Ever since I read Anne Frank’s The Diary of a Young Girl in fifth grade, stories of the Holocaust have mesmerized me. In Germany and German-occupied countries, everyday people were faced with a choice. Would they help their Jewish neighbors, or would they avert their eyes as the police led them away?
In my mind, the true heroes of the world weren’t anything like Superman or Wonder Woman, characters I had previously admired (and had the Underoos to show for it). The real heroes were normal, everyday people who risked everything to help someone. I felt outrage towards those who did nothing – or even worse, betrayed their neighbors in some way. Surely, I thought, if given a chance to face injustice or outright evil in the world, I would be a hero.
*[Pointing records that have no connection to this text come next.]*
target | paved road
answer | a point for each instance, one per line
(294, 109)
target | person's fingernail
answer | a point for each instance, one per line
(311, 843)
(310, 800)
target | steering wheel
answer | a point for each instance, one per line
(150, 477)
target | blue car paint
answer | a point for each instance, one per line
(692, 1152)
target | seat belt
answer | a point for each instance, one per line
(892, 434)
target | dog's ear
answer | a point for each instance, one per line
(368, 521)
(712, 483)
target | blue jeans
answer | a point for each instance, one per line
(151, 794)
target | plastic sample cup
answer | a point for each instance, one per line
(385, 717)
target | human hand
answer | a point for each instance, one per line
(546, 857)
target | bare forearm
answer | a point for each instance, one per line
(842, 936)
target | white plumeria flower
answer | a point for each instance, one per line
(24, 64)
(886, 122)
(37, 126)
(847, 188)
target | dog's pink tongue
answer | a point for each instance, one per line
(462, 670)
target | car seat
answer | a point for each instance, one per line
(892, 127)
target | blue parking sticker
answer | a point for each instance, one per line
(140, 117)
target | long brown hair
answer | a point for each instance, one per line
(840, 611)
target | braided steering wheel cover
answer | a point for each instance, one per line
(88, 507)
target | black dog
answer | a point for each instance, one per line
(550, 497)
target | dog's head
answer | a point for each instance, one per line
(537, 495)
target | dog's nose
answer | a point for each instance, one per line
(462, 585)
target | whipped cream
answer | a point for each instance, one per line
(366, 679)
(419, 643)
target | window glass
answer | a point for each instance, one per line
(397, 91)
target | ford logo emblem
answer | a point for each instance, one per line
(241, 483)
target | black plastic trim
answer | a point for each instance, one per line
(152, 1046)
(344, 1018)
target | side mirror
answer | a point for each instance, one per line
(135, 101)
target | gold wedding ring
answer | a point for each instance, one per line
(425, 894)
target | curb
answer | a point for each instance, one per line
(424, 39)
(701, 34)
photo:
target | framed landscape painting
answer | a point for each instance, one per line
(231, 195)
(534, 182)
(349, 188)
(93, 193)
But then life happened… or maybe just continued happening. And I found myself caught up in the everyday stupidity of the world, like trying to figure out why my iPhone storage was always full no matter how many pictures I deleted and why my children resisted eating vegetables and sleeping at night. Every now and then, I would hear a news report about famine, war, and poverty, but it was easy go back to my own cares. Everything happened out there – so far away from my comfortable reality.
I yearned to do something meaningful, but I had no clue what.
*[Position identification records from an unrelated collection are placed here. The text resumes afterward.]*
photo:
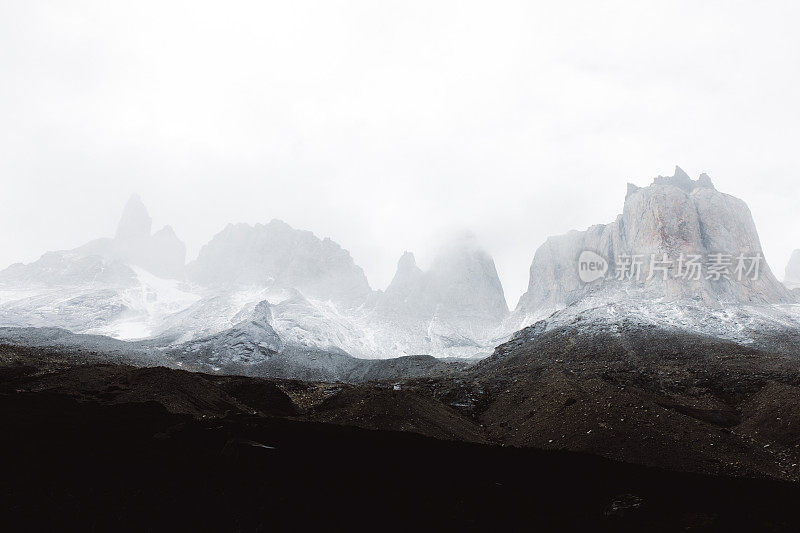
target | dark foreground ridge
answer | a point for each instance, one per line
(116, 447)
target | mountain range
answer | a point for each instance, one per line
(259, 294)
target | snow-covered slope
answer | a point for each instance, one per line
(649, 250)
(122, 286)
(135, 286)
(278, 256)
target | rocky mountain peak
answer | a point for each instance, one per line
(135, 222)
(673, 218)
(277, 255)
(792, 273)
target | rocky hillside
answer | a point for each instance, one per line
(651, 249)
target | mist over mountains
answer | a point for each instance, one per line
(256, 291)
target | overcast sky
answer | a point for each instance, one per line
(388, 125)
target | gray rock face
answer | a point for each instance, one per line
(675, 216)
(792, 275)
(161, 253)
(277, 255)
(252, 340)
(105, 261)
(457, 303)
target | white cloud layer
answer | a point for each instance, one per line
(385, 125)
Then, about two years ago, a friend met me for dinner and shared with me the sad condition of the foster care system in South Carolina. Children right here in the state – my neighbors – were being sent to overcrowded group homes or staying on the floor of the DSS office because there simply weren’t enough foster homes. As she told me stories of children in horrible situations, I imagined my own children in these circumstances.
I had to do something.
I wish I could tell you that I went home and filled out an application to become a foster parent that evening. But I didn’t. In fact, I am still not a foster parent. What I did was commit to overseeing the wrap-around services for foster families in my church. At the time, we only had one active foster family. So, I wasn’t making a huge sacrifice. I mostly waited around for something to do to help.
While I waited, I read. My friend was a former social worker, and she was (and still is) a huge advocate for foster kids. (Today, she is a foster parent.) She loaned me stacks of books to read about foster kids and the foster system.
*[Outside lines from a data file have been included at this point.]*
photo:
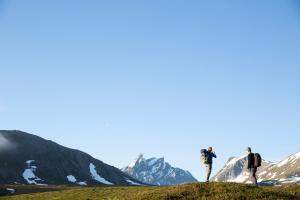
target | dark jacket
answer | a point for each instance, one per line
(210, 155)
(250, 161)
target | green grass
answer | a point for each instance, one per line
(224, 191)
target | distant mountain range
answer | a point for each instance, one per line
(156, 171)
(285, 171)
(29, 159)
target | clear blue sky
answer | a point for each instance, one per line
(163, 78)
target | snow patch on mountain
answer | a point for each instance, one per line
(285, 171)
(96, 176)
(71, 179)
(29, 175)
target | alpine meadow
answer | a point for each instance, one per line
(149, 100)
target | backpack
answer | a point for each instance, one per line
(257, 160)
(204, 156)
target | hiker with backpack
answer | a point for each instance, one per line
(207, 159)
(254, 161)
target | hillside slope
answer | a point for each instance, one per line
(29, 159)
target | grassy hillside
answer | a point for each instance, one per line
(228, 191)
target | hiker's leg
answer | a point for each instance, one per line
(254, 175)
(208, 171)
I read. And read. And read.
One thing I learned was that there wasn’t just one way to help foster children. Jason Johnson wrote in a blog post, “While we are all not called to do the same thing, we are all certainly called to do something.”
Maybe you are coming to this website because you, like me, would like to do something about the injustice of children not having families to care for them. If so, I invite you on a journey of learning. I will present one book a month about some aspect of the foster system. Some books will be stories, and a few will be informational. I hope through this journey, you will find your place in the call to be an everyday hero. I am still working on finding a place for myself – let’s discover together.